First-response aides may receive extra exam points 
By Matthew Keough/ [email protected] 
Friday, March 24, 2006

Deputy Chief Tom Walsh said his proposal to give extra credits to Malden auxiliary police and fire personnel who apply for full time work with the police or fire department is not just some way of helping out friends by giving them an advantage in one of the most sought after city positions.

Rather, Walsh said its both a way of recognizing the work of Malden's brave volunteers while also making sure the city's emergency workers are prepared for any emergency in a post-Sept. 11, 2001 world.

"This plan is way of creating an incentive to lure more emergency volunteer workers as well as a way to reward these people who are donating their time for Malden," Walsh said. "I don't see any problem with rewarding people who work 12 hours a week for free."

The proposal would grant auxiliary police and firefighters extra points towards their entrance exams for full time employment was accepted enthusiastically by City Council members.

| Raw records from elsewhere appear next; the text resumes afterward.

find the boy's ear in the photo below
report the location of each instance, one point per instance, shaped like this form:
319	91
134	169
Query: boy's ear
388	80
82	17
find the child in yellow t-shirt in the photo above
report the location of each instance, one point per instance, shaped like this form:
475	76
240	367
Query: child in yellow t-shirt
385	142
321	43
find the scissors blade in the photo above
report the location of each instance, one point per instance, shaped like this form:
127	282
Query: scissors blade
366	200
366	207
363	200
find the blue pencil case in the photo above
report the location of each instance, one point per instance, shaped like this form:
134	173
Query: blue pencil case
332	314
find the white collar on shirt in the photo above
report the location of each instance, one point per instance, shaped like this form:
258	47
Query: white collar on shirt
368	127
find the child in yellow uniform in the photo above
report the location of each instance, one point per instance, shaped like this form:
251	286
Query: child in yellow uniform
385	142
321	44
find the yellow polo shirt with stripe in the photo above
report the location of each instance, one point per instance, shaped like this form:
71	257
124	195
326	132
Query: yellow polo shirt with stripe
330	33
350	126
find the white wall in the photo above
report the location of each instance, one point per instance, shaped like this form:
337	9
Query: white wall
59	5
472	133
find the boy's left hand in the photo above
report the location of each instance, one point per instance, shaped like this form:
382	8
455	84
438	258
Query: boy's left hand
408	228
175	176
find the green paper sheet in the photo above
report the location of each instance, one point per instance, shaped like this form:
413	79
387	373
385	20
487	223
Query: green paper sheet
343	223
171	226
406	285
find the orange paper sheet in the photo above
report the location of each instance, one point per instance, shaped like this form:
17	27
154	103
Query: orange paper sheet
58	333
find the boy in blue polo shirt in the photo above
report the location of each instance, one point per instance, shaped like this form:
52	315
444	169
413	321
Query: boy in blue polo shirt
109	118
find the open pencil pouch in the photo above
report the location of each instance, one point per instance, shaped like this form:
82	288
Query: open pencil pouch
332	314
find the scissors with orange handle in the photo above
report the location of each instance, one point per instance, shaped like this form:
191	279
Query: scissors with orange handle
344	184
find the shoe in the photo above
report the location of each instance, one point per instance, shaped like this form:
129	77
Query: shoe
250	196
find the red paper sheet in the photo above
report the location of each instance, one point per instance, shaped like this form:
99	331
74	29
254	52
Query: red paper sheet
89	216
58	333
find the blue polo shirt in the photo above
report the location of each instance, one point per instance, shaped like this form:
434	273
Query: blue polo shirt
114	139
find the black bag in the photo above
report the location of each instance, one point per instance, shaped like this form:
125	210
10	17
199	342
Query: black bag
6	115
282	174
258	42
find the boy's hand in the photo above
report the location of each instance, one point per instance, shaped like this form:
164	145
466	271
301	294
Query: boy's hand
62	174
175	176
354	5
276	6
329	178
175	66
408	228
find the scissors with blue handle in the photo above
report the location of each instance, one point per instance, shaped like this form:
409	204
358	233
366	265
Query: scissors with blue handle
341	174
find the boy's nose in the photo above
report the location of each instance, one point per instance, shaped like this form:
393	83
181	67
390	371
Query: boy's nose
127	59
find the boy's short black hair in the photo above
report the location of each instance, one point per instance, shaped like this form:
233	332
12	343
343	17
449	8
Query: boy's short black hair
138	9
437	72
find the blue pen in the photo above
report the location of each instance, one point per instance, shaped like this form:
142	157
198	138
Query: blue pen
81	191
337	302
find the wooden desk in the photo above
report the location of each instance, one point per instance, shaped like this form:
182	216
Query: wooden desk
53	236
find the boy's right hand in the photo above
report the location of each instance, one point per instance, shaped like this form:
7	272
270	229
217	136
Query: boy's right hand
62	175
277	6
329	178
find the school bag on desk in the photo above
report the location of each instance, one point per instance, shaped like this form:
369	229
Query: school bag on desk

Walsh said when he assumed his new role as the Director of Emergency Management last year one of his first goals was to beef up the numbers of auxiliary police officers and volunteer firemen in the city. Volunteer firemen donate 12 hours per week and auxiliary police officers typically log in hundreds of hours per year on the job. Malden does not have a volunteer Fire Department, so the volunteers work with the Malden Emergency Center which is headquarters in the Jackson Street parking garage.

Emergency center volunteers in particular showed their value in the last month as they provided invaluable assistance to the Fire Department as they struggled to control nine separate fires in wintry conditions, Walsh said.

"Our volunteers are out there during fires pumping water out of basements, providing lighting for our firemen," Walsh said. Walsh went on to note the work of the volunteers had ensured that a recent two-alarm fire on Salem Street was controlled, "without having to displace a soul."

Under Walsh's new proposal, volunteers would be able to receive credit that would be applied to their exam scores for either the police or fire entrance exam. Walsh said the move isn't merely to pat volunteer workers on the back, but to better meet state mandated procedures in place in case of a natural or manmade disaster.

The 60 or so volunteers Walsh is looking for would also be on call to open emergency shelters in light of any number of possible disaster scenarios.

"These guys are all receiving professional training and they would be needed to work at these shelters and be in charge of civilian volunteers," Walsh said.

Although applicants who have earned points as a volunteer would seem to have an advantage, Walsh said the extra points would never allow an applicant to supercede a military veteran, who is historically given preference when applying for a position with the police and fire departments.

Walsh said his proposal has been largely devoid of controversy, having passed muster with both police and fire union heads before receiving a positive vote from the City Council. The proposal will now head to the Massachusetts legislature, where Walsh said it will have the full support of Rep. Chris Fallon.

Even though some volunteers seek to use their expert training and experience as advantages for a future job application, Walsh noted many of his volunteers are lifelong members who have given up their time to help their city. But volunteer numbers can dwindle from time to time Walsh said, and providing the extra points may prove just enough incentive to keep up Malden's emergency volunteer personnel.

Static to Walsh's proposal came only in the form of one Malden resident, Malcolm Bennett, who warned council members that the plans could constitute discrimination by giving volunteers an unfair advantage over others who apply.

"I don't see this as discrimination or as being bad," Ward 5 John Furlong said. "It's a sacrifice [for the volunteers]. It's not like someone who takes the test just to take the test and then sits around waiting for the phone to ring."


----------